Giving cash to those who have fewest resources usually does ensure it is spent. Doing so just before Xmas should be a guarantee of spending but Santa Kevin managed to miss out some of the most needy and give unnecessary money to some people one could call a tetch greedy. The payments leave out those categories of income support recipients who are most in need of extra money.

A single Newstart recipient gets only $219 a week, well below the widely excoriated figure of $273 for single pensioners. And some independent Youth Allowance recipients on less than $175 pw will also miss out. Sole parents may also lose as they will get a payment per child but not for themselves, so those with one child end up with $400 dollars less than a single pensioner.

It seems as though the politically unpopular income recipients get less than justice, although most in need. At the other end, however, there are generous payments to a noisy but not needy lot, the so-called self funded retirees who receive the Commonwealth seniors heath card.
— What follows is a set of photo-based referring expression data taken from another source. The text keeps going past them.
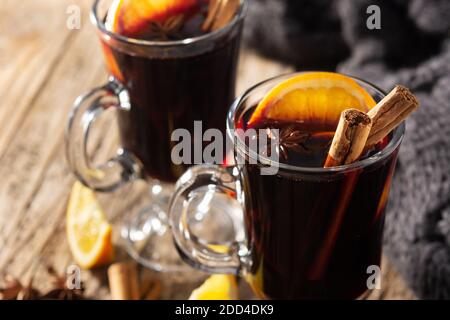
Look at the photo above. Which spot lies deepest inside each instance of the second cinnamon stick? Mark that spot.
(350, 138)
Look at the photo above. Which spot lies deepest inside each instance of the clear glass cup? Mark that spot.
(310, 233)
(157, 87)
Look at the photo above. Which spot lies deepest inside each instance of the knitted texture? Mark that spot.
(412, 48)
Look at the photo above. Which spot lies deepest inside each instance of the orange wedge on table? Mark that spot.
(217, 287)
(317, 97)
(130, 17)
(88, 232)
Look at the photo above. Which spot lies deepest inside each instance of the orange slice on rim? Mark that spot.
(317, 97)
(131, 17)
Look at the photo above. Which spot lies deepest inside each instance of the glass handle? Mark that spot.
(192, 249)
(87, 108)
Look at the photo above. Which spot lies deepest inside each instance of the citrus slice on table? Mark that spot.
(217, 287)
(317, 97)
(131, 17)
(88, 232)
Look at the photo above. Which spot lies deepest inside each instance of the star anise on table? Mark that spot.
(60, 291)
(13, 289)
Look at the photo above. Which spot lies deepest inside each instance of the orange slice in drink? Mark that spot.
(317, 97)
(131, 17)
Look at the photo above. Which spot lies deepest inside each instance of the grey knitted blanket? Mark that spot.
(411, 48)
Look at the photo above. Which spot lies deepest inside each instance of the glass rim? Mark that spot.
(97, 21)
(393, 145)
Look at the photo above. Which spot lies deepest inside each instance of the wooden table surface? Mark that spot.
(44, 66)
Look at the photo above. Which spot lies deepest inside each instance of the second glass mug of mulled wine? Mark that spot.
(159, 82)
(310, 232)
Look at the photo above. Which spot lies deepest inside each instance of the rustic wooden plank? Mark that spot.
(47, 66)
(33, 147)
(33, 39)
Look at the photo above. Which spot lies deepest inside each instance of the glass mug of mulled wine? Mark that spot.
(310, 232)
(165, 74)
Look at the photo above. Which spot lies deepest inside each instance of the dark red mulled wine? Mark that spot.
(312, 234)
(171, 89)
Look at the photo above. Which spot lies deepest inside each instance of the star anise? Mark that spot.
(292, 139)
(14, 290)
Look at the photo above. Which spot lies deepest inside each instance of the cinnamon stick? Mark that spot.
(123, 281)
(350, 138)
(220, 13)
(390, 112)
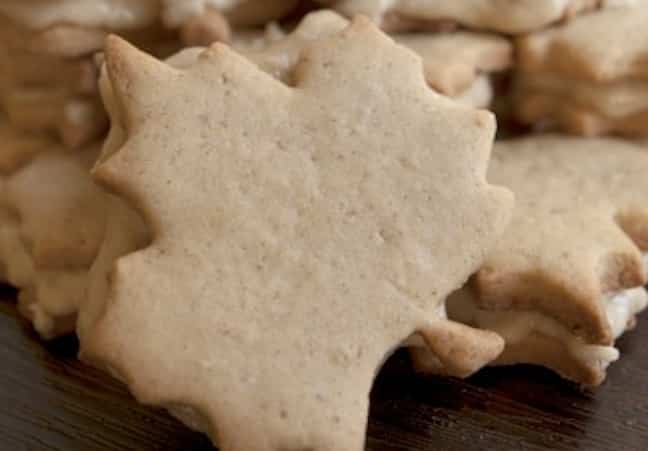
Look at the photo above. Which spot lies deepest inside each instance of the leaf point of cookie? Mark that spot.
(462, 350)
(131, 72)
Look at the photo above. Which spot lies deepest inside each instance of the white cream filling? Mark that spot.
(515, 326)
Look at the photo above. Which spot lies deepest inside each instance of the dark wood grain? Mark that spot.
(49, 401)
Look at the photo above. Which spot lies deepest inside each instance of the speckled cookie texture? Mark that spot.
(564, 281)
(505, 16)
(299, 234)
(583, 85)
(456, 64)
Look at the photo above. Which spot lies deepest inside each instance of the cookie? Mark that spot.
(63, 36)
(616, 99)
(508, 16)
(455, 64)
(51, 224)
(619, 51)
(296, 235)
(552, 111)
(565, 280)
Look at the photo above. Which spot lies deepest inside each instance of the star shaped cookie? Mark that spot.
(565, 281)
There are 320,000 Senior Health Care Card holders who are eligible for the bonus of $1,400 single or $2,100 a couple. Singles, for examples may earn between $40,500 and $49,999 pa, or have equivalent capital funds, about four times the income of single unemployed people on less than $11,500 pa.
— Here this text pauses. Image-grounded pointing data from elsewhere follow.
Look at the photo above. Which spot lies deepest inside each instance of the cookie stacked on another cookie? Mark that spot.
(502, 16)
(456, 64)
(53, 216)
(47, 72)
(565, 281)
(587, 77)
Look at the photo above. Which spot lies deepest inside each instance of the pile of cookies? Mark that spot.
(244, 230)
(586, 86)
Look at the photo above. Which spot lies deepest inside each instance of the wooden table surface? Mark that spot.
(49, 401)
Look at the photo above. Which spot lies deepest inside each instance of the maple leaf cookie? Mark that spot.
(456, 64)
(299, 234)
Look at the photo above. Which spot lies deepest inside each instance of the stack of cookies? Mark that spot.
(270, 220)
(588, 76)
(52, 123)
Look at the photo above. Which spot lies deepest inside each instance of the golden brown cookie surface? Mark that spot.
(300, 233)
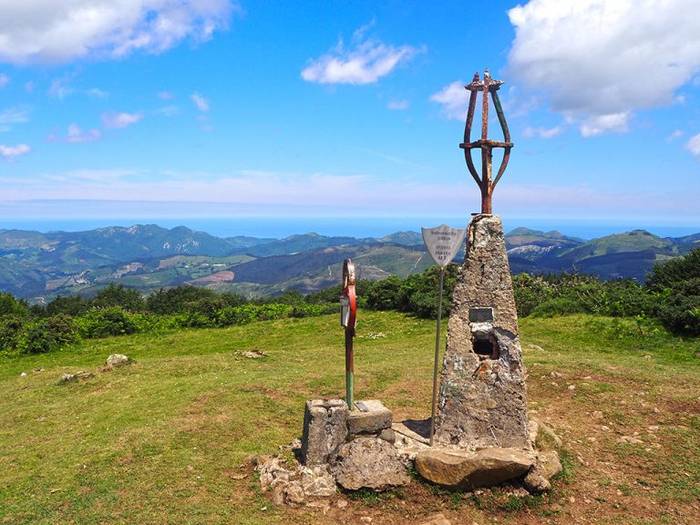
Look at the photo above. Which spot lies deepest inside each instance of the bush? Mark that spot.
(680, 311)
(178, 300)
(48, 335)
(11, 328)
(9, 305)
(558, 306)
(103, 322)
(73, 305)
(118, 295)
Why be so generous with these relatively well off groups? Is this another Howard type down payment on future voters? Many of these have had quite generous tax concessions, so self funding is not always an accurate description, and even if they lose some capital in the market failures, they can get picked up by the pension system at relatively generous levels.

For instance, many aged pensioner couples on not much less than $2,600 per fortnight super income, paying concessional tax or none, who will also be paid the $2,100 bonus, as will equivalent singles on $1,555 two week incomes.

And the payment is also all tax free!

All these affluent groups may not spend their payment at all, and therefore fail to do their public duty to increase demand.

These payment anomalies should give all those getting the payments in higher income brackets, a brief moment of reflection on whether they should donate it to someone on unemployment benefit, or youth allowance, as charity would seem to be the only option for the less popular poor. And that’s not very likely because they lack public appeal!